UK market for Scotch improves to 85m bottles

The UK market for Scotch Whisky is showing signs of improvement despite 76% tax — but the industry says more support is needed from the UK Government if the recovery is to continue.

Figures from HM Revenue and Customs (HMRC) published by the Scotch Whisky Association (SWA) show the number of 70cl bottles of Scotch “released for sale” increased by 2% last year.

About 84.9 million bottles were released for sale in 2015, up from 83.3 million the previous year.

However the SWA said the current UK tax of 76% — including excise and VAT — on an average priced bottle of Scotch is still too high.

While exports of Scotch have mostly increased over the past 10 years, the number of bottles released for sale in the UK has fallen by around a quarter.

In 2005, more than 107 million bottles were sold in the UK — but annual volumes in the UK market have not exceeded 100 million since 2008.

By contrast, Scotch Whisky exports totalled £1.7 billion in the first half of 2015 — that’s the equivalent of 517 million bottles exported in the first six months of last year alone.

Scotch accounts for around a quarter of all UK food and drink exports — with Scotch exports generating £3.95 billion for the UK balance of trade in 2014 alone, the SWA said.

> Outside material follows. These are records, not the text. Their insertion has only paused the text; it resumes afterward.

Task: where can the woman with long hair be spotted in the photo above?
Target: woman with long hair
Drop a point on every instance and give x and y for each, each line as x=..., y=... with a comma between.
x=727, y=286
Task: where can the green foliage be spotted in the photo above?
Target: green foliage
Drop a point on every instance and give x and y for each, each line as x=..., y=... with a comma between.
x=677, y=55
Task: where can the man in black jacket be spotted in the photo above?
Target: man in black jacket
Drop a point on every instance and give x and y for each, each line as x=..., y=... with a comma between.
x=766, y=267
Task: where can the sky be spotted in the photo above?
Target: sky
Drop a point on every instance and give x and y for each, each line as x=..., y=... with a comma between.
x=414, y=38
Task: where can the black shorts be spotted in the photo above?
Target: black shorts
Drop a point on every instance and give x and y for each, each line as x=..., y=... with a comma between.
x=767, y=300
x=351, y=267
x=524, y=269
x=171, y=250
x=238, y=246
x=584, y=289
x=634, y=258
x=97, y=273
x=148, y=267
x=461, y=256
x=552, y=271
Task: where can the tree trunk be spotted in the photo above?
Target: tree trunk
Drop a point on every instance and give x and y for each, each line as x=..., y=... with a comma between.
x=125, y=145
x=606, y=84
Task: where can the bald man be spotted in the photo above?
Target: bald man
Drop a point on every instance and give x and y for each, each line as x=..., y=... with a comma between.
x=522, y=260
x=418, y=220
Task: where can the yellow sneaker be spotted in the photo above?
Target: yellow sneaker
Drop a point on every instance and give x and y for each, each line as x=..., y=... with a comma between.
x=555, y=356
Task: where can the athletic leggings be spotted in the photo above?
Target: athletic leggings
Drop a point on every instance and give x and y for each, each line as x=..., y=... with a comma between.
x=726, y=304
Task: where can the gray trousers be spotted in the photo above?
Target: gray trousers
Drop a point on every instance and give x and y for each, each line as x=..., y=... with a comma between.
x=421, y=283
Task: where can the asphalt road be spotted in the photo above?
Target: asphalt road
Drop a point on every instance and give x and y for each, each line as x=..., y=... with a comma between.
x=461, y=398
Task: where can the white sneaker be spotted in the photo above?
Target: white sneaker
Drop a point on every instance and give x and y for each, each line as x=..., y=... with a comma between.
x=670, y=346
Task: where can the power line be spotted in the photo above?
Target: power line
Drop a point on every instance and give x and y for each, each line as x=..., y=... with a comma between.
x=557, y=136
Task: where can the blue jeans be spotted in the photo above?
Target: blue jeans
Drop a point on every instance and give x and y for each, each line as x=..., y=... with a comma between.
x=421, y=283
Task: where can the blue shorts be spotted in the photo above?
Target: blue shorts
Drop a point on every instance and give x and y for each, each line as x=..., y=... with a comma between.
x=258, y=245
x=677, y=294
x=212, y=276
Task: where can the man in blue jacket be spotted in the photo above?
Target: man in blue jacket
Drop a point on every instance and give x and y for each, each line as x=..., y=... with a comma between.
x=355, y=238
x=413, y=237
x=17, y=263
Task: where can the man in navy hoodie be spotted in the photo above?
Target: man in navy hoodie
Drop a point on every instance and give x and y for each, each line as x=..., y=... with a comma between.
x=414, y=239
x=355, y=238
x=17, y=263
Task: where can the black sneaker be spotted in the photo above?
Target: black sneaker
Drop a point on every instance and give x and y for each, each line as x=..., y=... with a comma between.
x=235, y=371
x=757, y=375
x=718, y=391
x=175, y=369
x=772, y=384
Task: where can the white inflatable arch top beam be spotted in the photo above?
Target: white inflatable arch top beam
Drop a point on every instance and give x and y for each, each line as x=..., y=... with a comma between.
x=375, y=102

The SWA said the 2% cut in UK excise duty in last year’s UK Budget gave a confidence boost to the industry in its home UK markets.

However, it said the UK drinks market remains fiercely competitive and it is calling for “Fair Tax for Whisky” with a further 2% cut in excise in the UK Budget on March 16 — “a move supported by three quarters of the British public.”

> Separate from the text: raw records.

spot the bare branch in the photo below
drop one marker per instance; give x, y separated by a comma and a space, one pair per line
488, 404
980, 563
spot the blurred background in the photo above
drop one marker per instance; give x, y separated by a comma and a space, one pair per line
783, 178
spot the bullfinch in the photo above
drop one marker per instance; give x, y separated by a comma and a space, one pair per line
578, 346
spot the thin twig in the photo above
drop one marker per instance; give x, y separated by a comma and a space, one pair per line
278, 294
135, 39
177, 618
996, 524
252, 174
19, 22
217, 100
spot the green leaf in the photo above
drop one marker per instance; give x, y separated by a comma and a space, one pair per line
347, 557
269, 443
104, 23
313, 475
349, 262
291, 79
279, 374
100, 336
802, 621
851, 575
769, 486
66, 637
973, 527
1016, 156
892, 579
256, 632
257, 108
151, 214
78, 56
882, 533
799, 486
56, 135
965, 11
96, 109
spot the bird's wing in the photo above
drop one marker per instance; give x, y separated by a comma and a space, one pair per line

The SWA said last year’s excise reduction — only the fourth time in the last century that duty on Scotch has been cut — boosted Treasury coffers by contributing to a £102 million increase in revenue receipts from spirits.

David Frost, Scotch Whisky Association chief executive, said: “A strong UK market is vital, particularly for new entrants to the industry.

“In the last two years, nine new distilleries have started production in Scotland and they need a strong domestic base to grow from.

“The UK is still the third biggest market for Scotch in the world, but it is fragile and competitive.

“That’s why we want Chancellor George Osborne to support an important domestic industry by cutting duty by a further 2% next month.

“The tax treatment of Scotch in its home market also has repercussions for our export performance.

“If overseas governments see Scotch being treated unfairly in the UK, that could influence their decisions.

“This makes it harder to ensure a level playing field for Scotch overseas.

“With Scotch now the biggest net contributor to UK trade in goods, it is important the Chancellor acts to support distillers and therefore the wider economy.”